How to remove adaptors if you don't know their names/sequences? (eg from public data)
5.3 years ago
rioualen ▴ 620

Hello,

I would like to use cutadapt and/or trimmomatic to trim my sequences. I'm usually analyzing data from GEO or Array Express, and it's not always possible to get information about adaptors. Also, it's not always possible to trust information provided there...

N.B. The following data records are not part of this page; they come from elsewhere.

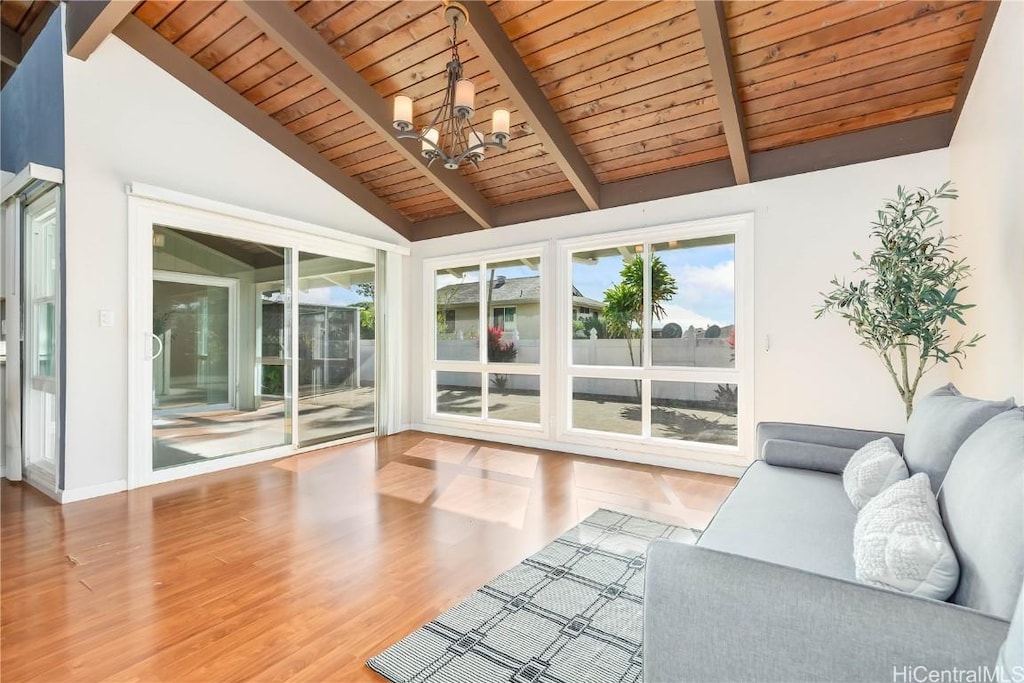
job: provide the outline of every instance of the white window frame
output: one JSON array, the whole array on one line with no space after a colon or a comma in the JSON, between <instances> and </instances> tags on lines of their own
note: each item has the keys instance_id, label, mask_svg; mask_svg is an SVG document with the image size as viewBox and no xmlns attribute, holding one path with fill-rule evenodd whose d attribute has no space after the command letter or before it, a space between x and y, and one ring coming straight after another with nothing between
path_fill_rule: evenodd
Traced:
<instances>
[{"instance_id":1,"label":"white window frame","mask_svg":"<svg viewBox=\"0 0 1024 683\"><path fill-rule=\"evenodd\" d=\"M423 364L423 416L424 422L429 425L452 427L458 429L471 429L482 432L493 432L498 434L531 436L534 438L546 438L550 434L551 387L549 381L551 373L548 368L551 365L550 353L553 340L548 339L548 334L542 334L540 340L540 362L539 363L491 363L487 360L486 330L491 324L491 310L487 306L486 287L487 278L484 276L486 266L494 263L507 261L523 261L526 259L537 259L540 261L540 320L541 329L552 329L550 319L553 306L546 305L550 301L552 292L551 267L547 258L547 244L534 243L519 246L514 249L501 249L494 251L479 251L471 254L458 256L438 257L425 259L423 261L423 329L429 335L427 362ZM476 267L479 276L480 295L478 298L478 325L481 333L480 353L475 361L449 361L437 360L437 289L436 274L438 271L445 271L455 268ZM547 270L545 270L547 269ZM502 308L508 308L502 306ZM438 372L465 372L480 375L480 417L472 415L453 415L450 413L439 413L437 411L437 373ZM533 375L538 378L540 385L540 423L530 424L527 422L515 422L512 420L501 420L491 418L487 414L490 398L489 375Z\"/></svg>"},{"instance_id":2,"label":"white window frame","mask_svg":"<svg viewBox=\"0 0 1024 683\"><path fill-rule=\"evenodd\" d=\"M556 391L557 441L607 448L609 444L664 455L703 460L718 464L743 465L755 458L754 450L754 316L753 316L753 222L754 215L741 214L706 220L673 223L639 230L559 240L557 348L558 389ZM651 245L670 240L685 242L703 237L735 236L736 362L733 368L683 368L651 364L651 325L645 324L642 339L643 365L640 367L572 364L572 254L578 251L642 244L643 258L649 268ZM644 280L645 309L650 310L649 277ZM572 426L572 380L574 377L601 377L642 380L641 435L616 434ZM681 441L651 434L651 386L655 381L729 383L739 392L737 406L737 445Z\"/></svg>"}]
</instances>

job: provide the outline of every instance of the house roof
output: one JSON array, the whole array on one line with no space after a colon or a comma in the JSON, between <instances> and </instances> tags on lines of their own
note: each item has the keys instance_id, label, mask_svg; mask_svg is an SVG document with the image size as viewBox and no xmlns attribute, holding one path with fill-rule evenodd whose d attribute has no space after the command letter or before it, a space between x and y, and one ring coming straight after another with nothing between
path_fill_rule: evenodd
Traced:
<instances>
[{"instance_id":1,"label":"house roof","mask_svg":"<svg viewBox=\"0 0 1024 683\"><path fill-rule=\"evenodd\" d=\"M999 6L467 4L473 120L512 137L458 171L390 121L443 98L441 3L147 0L115 33L415 240L944 147Z\"/></svg>"},{"instance_id":2,"label":"house roof","mask_svg":"<svg viewBox=\"0 0 1024 683\"><path fill-rule=\"evenodd\" d=\"M573 287L572 301L574 304L603 309L604 303L588 299ZM465 282L445 285L437 290L438 302L448 306L465 306L480 301L480 283ZM503 278L498 276L491 290L491 304L501 303L536 303L540 301L540 276Z\"/></svg>"}]
</instances>

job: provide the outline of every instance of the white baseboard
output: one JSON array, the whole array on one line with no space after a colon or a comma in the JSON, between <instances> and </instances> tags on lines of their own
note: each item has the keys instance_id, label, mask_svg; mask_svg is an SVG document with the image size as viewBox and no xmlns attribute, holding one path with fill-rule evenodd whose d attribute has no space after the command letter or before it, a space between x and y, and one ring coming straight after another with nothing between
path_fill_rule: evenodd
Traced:
<instances>
[{"instance_id":1,"label":"white baseboard","mask_svg":"<svg viewBox=\"0 0 1024 683\"><path fill-rule=\"evenodd\" d=\"M447 436L459 436L466 439L477 439L479 441L493 441L512 446L524 446L526 448L539 448L546 451L561 451L573 455L585 455L592 458L605 458L607 460L619 460L639 465L654 465L656 467L667 467L675 470L686 470L688 472L702 472L704 474L719 474L726 477L740 477L746 471L748 464L729 465L725 463L708 462L685 457L668 457L653 453L640 453L619 448L599 448L585 444L575 444L562 441L550 441L543 438L530 438L499 434L496 432L479 432L470 429L459 429L433 424L414 424L412 429L419 432L431 434L442 434Z\"/></svg>"},{"instance_id":2,"label":"white baseboard","mask_svg":"<svg viewBox=\"0 0 1024 683\"><path fill-rule=\"evenodd\" d=\"M128 490L128 482L125 479L119 479L118 481L108 481L104 484L95 484L93 486L81 486L77 489L70 489L68 491L60 492L61 503L74 503L79 500L88 500L89 498L99 498L100 496L109 496L111 493L120 493L121 491Z\"/></svg>"}]
</instances>

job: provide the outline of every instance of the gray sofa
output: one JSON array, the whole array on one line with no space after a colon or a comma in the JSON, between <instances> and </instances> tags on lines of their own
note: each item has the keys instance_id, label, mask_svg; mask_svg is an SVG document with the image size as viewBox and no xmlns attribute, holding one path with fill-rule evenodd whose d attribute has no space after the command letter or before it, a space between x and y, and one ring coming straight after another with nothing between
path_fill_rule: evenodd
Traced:
<instances>
[{"instance_id":1,"label":"gray sofa","mask_svg":"<svg viewBox=\"0 0 1024 683\"><path fill-rule=\"evenodd\" d=\"M761 459L697 545L649 548L644 681L899 682L991 669L997 656L1009 658L1004 666L1024 664L1024 412L993 412L991 424L986 415L950 435L937 465L915 462L922 456L910 457L897 434L759 425ZM985 432L961 448L981 424ZM949 602L855 577L857 511L841 474L857 448L881 436L904 451L911 474L928 471L934 488L942 483L939 507L961 565Z\"/></svg>"}]
</instances>

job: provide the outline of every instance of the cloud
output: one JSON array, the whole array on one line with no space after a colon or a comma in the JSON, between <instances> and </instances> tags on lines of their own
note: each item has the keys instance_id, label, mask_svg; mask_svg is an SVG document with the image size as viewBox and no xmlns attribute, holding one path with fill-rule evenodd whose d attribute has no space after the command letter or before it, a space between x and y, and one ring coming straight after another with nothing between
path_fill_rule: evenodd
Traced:
<instances>
[{"instance_id":1,"label":"cloud","mask_svg":"<svg viewBox=\"0 0 1024 683\"><path fill-rule=\"evenodd\" d=\"M732 292L736 288L736 262L724 261L713 266L683 266L675 273L679 290L699 292Z\"/></svg>"},{"instance_id":2,"label":"cloud","mask_svg":"<svg viewBox=\"0 0 1024 683\"><path fill-rule=\"evenodd\" d=\"M684 330L690 325L694 327L707 327L708 325L721 325L722 323L717 320L712 320L707 316L703 316L696 311L691 311L689 308L683 308L682 306L675 306L673 304L665 305L665 315L661 316L660 320L654 321L654 327L662 328L669 323L676 323Z\"/></svg>"}]
</instances>

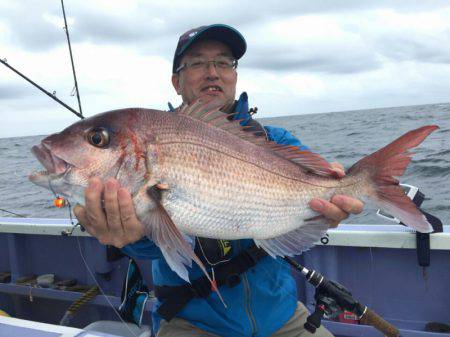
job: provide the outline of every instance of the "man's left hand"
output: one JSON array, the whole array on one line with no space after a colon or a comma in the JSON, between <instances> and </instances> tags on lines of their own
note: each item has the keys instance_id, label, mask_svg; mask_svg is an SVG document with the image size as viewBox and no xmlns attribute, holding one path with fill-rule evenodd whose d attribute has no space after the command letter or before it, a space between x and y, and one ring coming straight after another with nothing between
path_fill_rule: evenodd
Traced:
<instances>
[{"instance_id":1,"label":"man's left hand","mask_svg":"<svg viewBox=\"0 0 450 337\"><path fill-rule=\"evenodd\" d=\"M344 168L339 163L331 163L333 169L339 177L345 176ZM339 225L342 220L349 217L350 214L359 214L364 208L364 203L346 195L335 195L330 201L324 199L312 199L309 206L316 212L324 215L330 220L330 227L334 228Z\"/></svg>"}]
</instances>

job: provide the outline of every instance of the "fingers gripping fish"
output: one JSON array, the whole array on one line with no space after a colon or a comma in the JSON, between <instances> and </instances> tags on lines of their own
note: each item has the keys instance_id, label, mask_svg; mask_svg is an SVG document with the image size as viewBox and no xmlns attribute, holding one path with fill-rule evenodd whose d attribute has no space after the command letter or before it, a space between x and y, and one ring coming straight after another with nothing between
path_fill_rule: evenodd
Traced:
<instances>
[{"instance_id":1,"label":"fingers gripping fish","mask_svg":"<svg viewBox=\"0 0 450 337\"><path fill-rule=\"evenodd\" d=\"M32 148L46 171L30 180L83 204L90 177L115 177L130 191L146 235L186 281L192 260L209 278L189 236L252 238L273 257L309 249L328 228L309 208L313 198L367 199L432 231L395 177L411 161L409 149L437 126L406 133L339 178L318 154L245 131L220 106L197 100L177 113L133 108L79 121Z\"/></svg>"}]
</instances>

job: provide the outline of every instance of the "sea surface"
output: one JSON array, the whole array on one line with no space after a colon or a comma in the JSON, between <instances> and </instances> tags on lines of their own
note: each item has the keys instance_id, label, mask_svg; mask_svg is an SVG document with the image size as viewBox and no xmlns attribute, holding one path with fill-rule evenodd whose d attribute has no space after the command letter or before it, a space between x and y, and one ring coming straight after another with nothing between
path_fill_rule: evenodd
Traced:
<instances>
[{"instance_id":1,"label":"sea surface","mask_svg":"<svg viewBox=\"0 0 450 337\"><path fill-rule=\"evenodd\" d=\"M414 151L402 183L418 186L426 199L422 208L450 225L450 103L344 111L259 119L284 127L329 161L351 166L403 133L428 124L440 129ZM68 218L67 209L53 206L52 194L28 181L41 170L30 148L44 136L0 138L0 217ZM347 223L386 223L367 205Z\"/></svg>"}]
</instances>

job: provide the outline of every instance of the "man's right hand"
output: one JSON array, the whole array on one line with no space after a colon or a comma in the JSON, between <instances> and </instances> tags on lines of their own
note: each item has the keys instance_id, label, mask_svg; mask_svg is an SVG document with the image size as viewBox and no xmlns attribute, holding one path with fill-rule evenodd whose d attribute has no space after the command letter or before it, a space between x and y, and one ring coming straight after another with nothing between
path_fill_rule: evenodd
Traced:
<instances>
[{"instance_id":1,"label":"man's right hand","mask_svg":"<svg viewBox=\"0 0 450 337\"><path fill-rule=\"evenodd\" d=\"M122 248L144 236L131 195L116 179L110 178L104 184L99 178L89 179L84 196L85 207L77 205L73 212L86 231L102 244Z\"/></svg>"}]
</instances>

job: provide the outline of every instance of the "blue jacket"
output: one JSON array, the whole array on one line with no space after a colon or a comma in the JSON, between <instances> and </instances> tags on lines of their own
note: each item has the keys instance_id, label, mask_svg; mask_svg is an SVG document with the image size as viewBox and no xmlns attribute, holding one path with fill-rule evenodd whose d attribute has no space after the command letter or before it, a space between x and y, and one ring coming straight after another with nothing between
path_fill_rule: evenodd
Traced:
<instances>
[{"instance_id":1,"label":"blue jacket","mask_svg":"<svg viewBox=\"0 0 450 337\"><path fill-rule=\"evenodd\" d=\"M237 118L250 120L247 94L237 103ZM288 131L271 126L264 127L267 136L279 144L303 146ZM232 241L233 256L247 248L252 240ZM150 240L142 239L123 248L124 252L138 259L152 259L152 276L156 285L181 285L185 283L175 274L162 257L159 248ZM197 265L189 270L191 280L203 276ZM219 288L227 308L211 293L207 299L194 298L177 317L219 336L270 336L280 329L293 315L297 307L296 283L289 265L284 260L264 257L258 264L241 275L235 287ZM157 314L159 302L153 307L153 331L159 329L161 317Z\"/></svg>"}]
</instances>

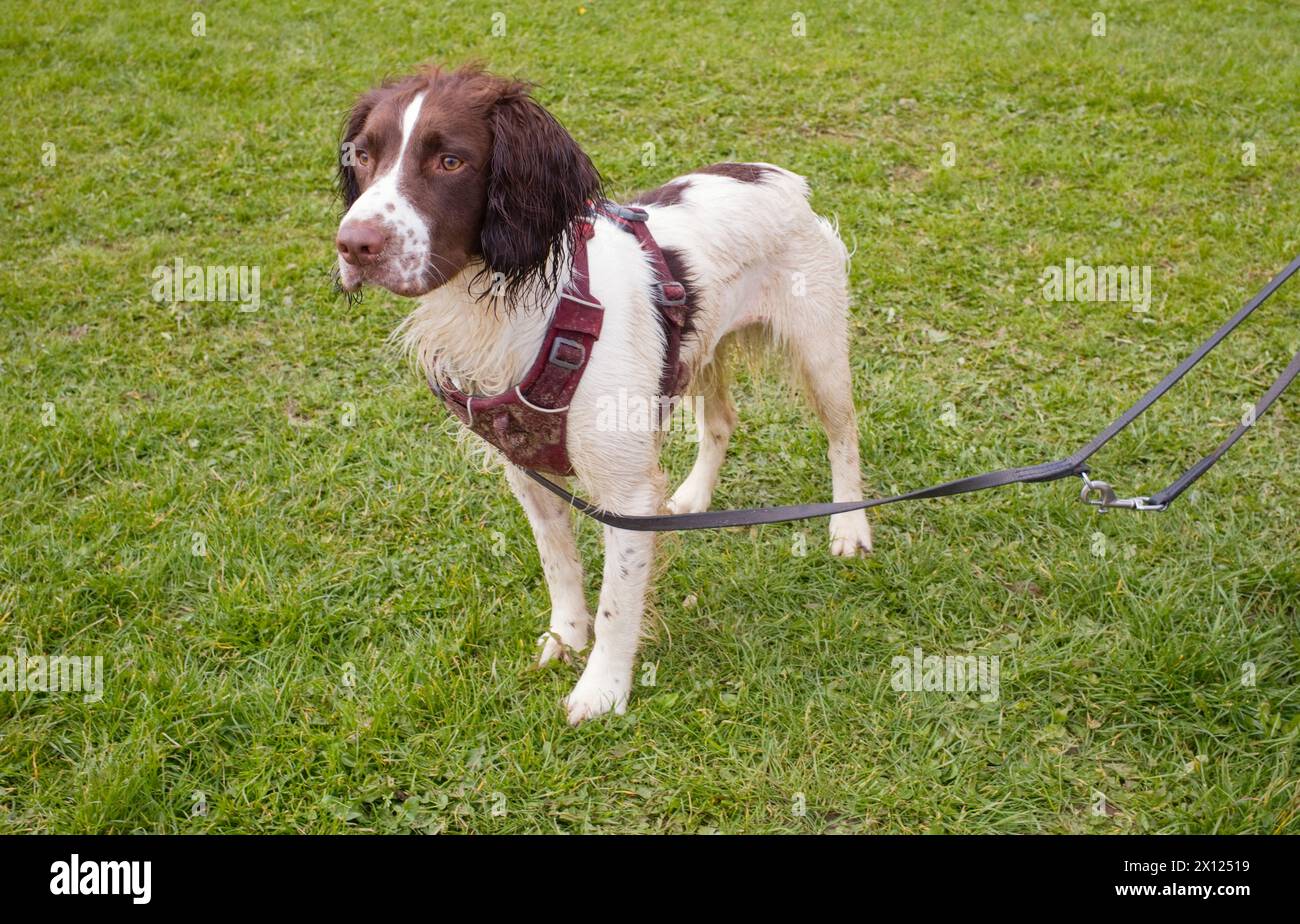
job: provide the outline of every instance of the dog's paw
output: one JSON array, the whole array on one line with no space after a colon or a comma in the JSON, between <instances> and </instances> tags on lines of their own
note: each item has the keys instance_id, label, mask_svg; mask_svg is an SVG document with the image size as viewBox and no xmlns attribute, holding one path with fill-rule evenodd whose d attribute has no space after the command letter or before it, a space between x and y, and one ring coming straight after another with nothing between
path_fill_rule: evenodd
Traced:
<instances>
[{"instance_id":1,"label":"dog's paw","mask_svg":"<svg viewBox=\"0 0 1300 924\"><path fill-rule=\"evenodd\" d=\"M587 639L585 635L579 638L576 633L566 638L552 629L550 632L543 633L537 640L537 644L541 649L537 655L537 666L545 667L552 661L572 664L574 652L586 648Z\"/></svg>"},{"instance_id":2,"label":"dog's paw","mask_svg":"<svg viewBox=\"0 0 1300 924\"><path fill-rule=\"evenodd\" d=\"M573 663L573 649L564 644L560 639L547 632L537 640L541 652L537 655L537 666L545 667L552 661L563 661L565 664Z\"/></svg>"},{"instance_id":3,"label":"dog's paw","mask_svg":"<svg viewBox=\"0 0 1300 924\"><path fill-rule=\"evenodd\" d=\"M709 509L709 503L713 500L713 492L705 489L699 483L692 484L691 479L687 478L673 496L668 498L669 513L703 513Z\"/></svg>"},{"instance_id":4,"label":"dog's paw","mask_svg":"<svg viewBox=\"0 0 1300 924\"><path fill-rule=\"evenodd\" d=\"M865 510L837 513L831 517L831 554L840 558L870 555L871 523Z\"/></svg>"},{"instance_id":5,"label":"dog's paw","mask_svg":"<svg viewBox=\"0 0 1300 924\"><path fill-rule=\"evenodd\" d=\"M588 666L578 678L578 685L564 700L569 724L581 725L611 709L615 715L623 715L627 712L627 695L631 688L630 676L615 677L603 671L593 673Z\"/></svg>"}]
</instances>

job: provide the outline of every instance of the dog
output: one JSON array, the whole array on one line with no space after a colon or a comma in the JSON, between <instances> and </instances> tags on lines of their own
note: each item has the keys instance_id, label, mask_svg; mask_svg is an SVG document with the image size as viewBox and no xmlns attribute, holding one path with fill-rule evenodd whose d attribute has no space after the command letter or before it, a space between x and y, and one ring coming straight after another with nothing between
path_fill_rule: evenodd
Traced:
<instances>
[{"instance_id":1,"label":"dog","mask_svg":"<svg viewBox=\"0 0 1300 924\"><path fill-rule=\"evenodd\" d=\"M339 186L338 282L416 300L395 332L431 381L496 395L529 370L570 281L575 228L602 200L591 160L532 96L532 85L478 66L429 68L365 93L348 116ZM610 396L658 398L666 337L645 252L592 219L590 292L603 329L569 409L565 448L581 489L625 515L707 510L737 424L727 364L756 341L784 354L829 441L836 501L862 498L848 349L848 253L808 203L807 182L767 163L703 167L632 200L685 284L680 360L697 405L699 448L671 495L659 464L663 428L598 426ZM594 642L563 706L571 724L623 714L653 570L655 536L604 529L593 617L571 511L504 463L527 513L551 599L538 662ZM830 519L831 553L872 548L864 511Z\"/></svg>"}]
</instances>

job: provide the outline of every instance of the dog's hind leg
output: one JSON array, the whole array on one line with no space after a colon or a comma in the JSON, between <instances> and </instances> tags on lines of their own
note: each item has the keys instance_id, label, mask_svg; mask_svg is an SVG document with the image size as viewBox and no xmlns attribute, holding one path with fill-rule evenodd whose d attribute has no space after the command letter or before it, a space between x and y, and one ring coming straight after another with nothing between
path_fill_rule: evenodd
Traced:
<instances>
[{"instance_id":1,"label":"dog's hind leg","mask_svg":"<svg viewBox=\"0 0 1300 924\"><path fill-rule=\"evenodd\" d=\"M778 341L789 352L794 371L826 429L834 499L859 501L862 463L849 366L848 279L836 266L843 245L826 222L820 222L819 231L823 246L815 248L806 263L796 264L813 270L800 275L797 294L785 296L774 326ZM835 514L830 532L832 555L852 558L872 549L871 524L865 510Z\"/></svg>"},{"instance_id":2,"label":"dog's hind leg","mask_svg":"<svg viewBox=\"0 0 1300 924\"><path fill-rule=\"evenodd\" d=\"M524 474L506 464L506 481L519 499L537 540L542 573L551 594L551 628L539 639L538 664L555 658L569 660L570 651L587 647L591 614L583 597L582 559L573 539L569 505Z\"/></svg>"},{"instance_id":3,"label":"dog's hind leg","mask_svg":"<svg viewBox=\"0 0 1300 924\"><path fill-rule=\"evenodd\" d=\"M862 500L862 462L858 422L853 409L848 343L797 339L790 343L813 409L826 428L831 489L836 501ZM852 558L872 549L871 523L865 510L831 517L831 554Z\"/></svg>"},{"instance_id":4,"label":"dog's hind leg","mask_svg":"<svg viewBox=\"0 0 1300 924\"><path fill-rule=\"evenodd\" d=\"M727 444L736 429L736 406L731 403L731 383L727 370L726 344L715 351L713 361L700 370L691 382L690 391L699 397L695 407L695 427L700 448L691 473L668 501L672 513L699 513L709 509L713 489L718 486L718 471L727 456Z\"/></svg>"}]
</instances>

I can see that fastQC detects adaptor sequences, including those with a slightly different sequence. So I'm thinking there should be a way to trim adaptors automatically, without knowing their sequence or name?

Thanks for tips

Edit: just found out FastQC uses a file called "contaminant_list.txt". I guess I could write some script to look for these adapters in my data, but I'm not sure it's the best way to go though.

5.3 years ago
ivivek_ngs ★ 5.1k

use cutadapt or trimmotic or BBmap (BBmap includes popular adapter.fa file which can be used) Ideally if its Illumina sequences then you can have the custom file for the sequences and use them for removal. In other way is to check the over-represented sequences which can also be checked and removed.

Thanks for the links, I'll look into it.

I need to integrate that in my snakemake pipelines and I'd like it to be compatible with multiQC. Trim_galore should do the trick!